Harm's Way – Isolation

Harm's Way – Isolation

Listening to the new album from Chicago metal hardcore band Harm’s Way is a challenge, a testing journey through the hardest of sonic assaults but also in many ways one of the most rewarding. Following up from their No Gods No Masters 7″ EP of 2010, the trio released full length album Isolation via New York hardcore label Closed Casket Activities on July 5th. With a withering intensity and destructive hardcore power fueled by the deepest venom, it is an immense package of riffs, noise and under the bludgeoning attack, creativity.

Isolation consists of eight sense sapping aggressive tracks that emerge from a fusion of grindcore, hardcore punk and metal core. However, that only gives the band’s core sound and for every band like Brutal Truth, Agnostic Front or Sepultura that one may hear in the music there is an element of Fear Factory, Tombs or Killing Joke even deeper. Get past the wall of aggravated noise and there are some extra delights in the layers of music from Harm’s Way.

From the opening maelstrom of beats and scuzzy noise of “Scrambled” the album becomes a living beast from sound alone. To be honest, one could just as easily listen to and in some ways prefer listening to the music alone, with the metal riffs and distinct multiple changes and breakdowns during songs being extremely enjoyable. The vocals create another dimension with their growls and gravelly shouts, adding another twist that overall compliments the creativity in sound.

Though there is a strong consistency throughout the release “Breeding Grounds” and “New Beginnings” are two tracks that emerge shoulders above the others. On each, the driving, menacing drums excel as harsh dripping bass riffs pound the ear – with the intense and incessant guitars and chant vocals they are a welcoming colossal intrusion of the senses.

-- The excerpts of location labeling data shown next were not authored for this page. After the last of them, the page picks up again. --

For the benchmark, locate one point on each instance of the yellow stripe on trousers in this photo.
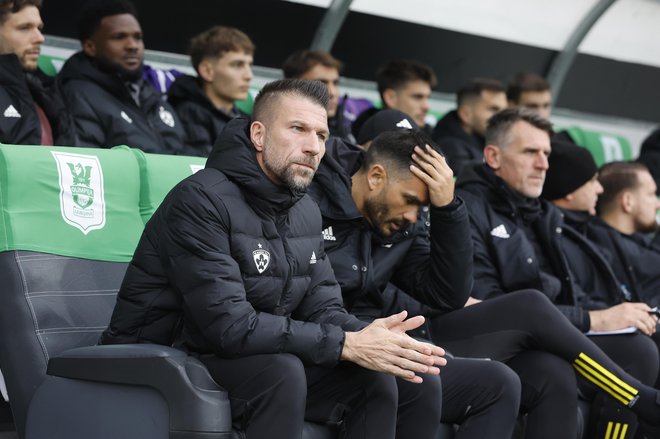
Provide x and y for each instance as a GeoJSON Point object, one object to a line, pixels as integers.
{"type": "Point", "coordinates": [613, 392]}
{"type": "Point", "coordinates": [609, 434]}
{"type": "Point", "coordinates": [608, 374]}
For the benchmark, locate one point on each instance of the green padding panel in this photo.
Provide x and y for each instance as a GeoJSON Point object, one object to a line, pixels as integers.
{"type": "Point", "coordinates": [604, 147]}
{"type": "Point", "coordinates": [159, 174]}
{"type": "Point", "coordinates": [246, 105]}
{"type": "Point", "coordinates": [50, 65]}
{"type": "Point", "coordinates": [80, 202]}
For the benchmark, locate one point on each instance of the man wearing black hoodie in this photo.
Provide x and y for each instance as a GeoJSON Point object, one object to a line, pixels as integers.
{"type": "Point", "coordinates": [460, 133]}
{"type": "Point", "coordinates": [222, 57]}
{"type": "Point", "coordinates": [235, 253]}
{"type": "Point", "coordinates": [103, 85]}
{"type": "Point", "coordinates": [318, 65]}
{"type": "Point", "coordinates": [32, 110]}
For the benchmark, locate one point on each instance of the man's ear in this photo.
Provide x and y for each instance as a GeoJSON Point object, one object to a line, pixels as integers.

The album was recorded with Andy Nelson of Weekend Nachos at Bricktop Studios and production wise there is little to be negative about, dig deep and all the nuances and clever ideas can be clearly found. The only real problem with the release is that there is no real variation between the tracks in style or sounds. Yes, those little extras lying deep are different from track to track but the overall lasting noise is a similar thick blanket over everything. In many ways that is not too big an issue but it does make the package as a whole, despite the two songs previously mentioned loaded with impressive qualities, a harder listen than the individual songs deserve.

Despite that, Isolation is to be recommended totally, it is a tower of noise that gives more than it sucks from the listener, maybe just take in small doses at first.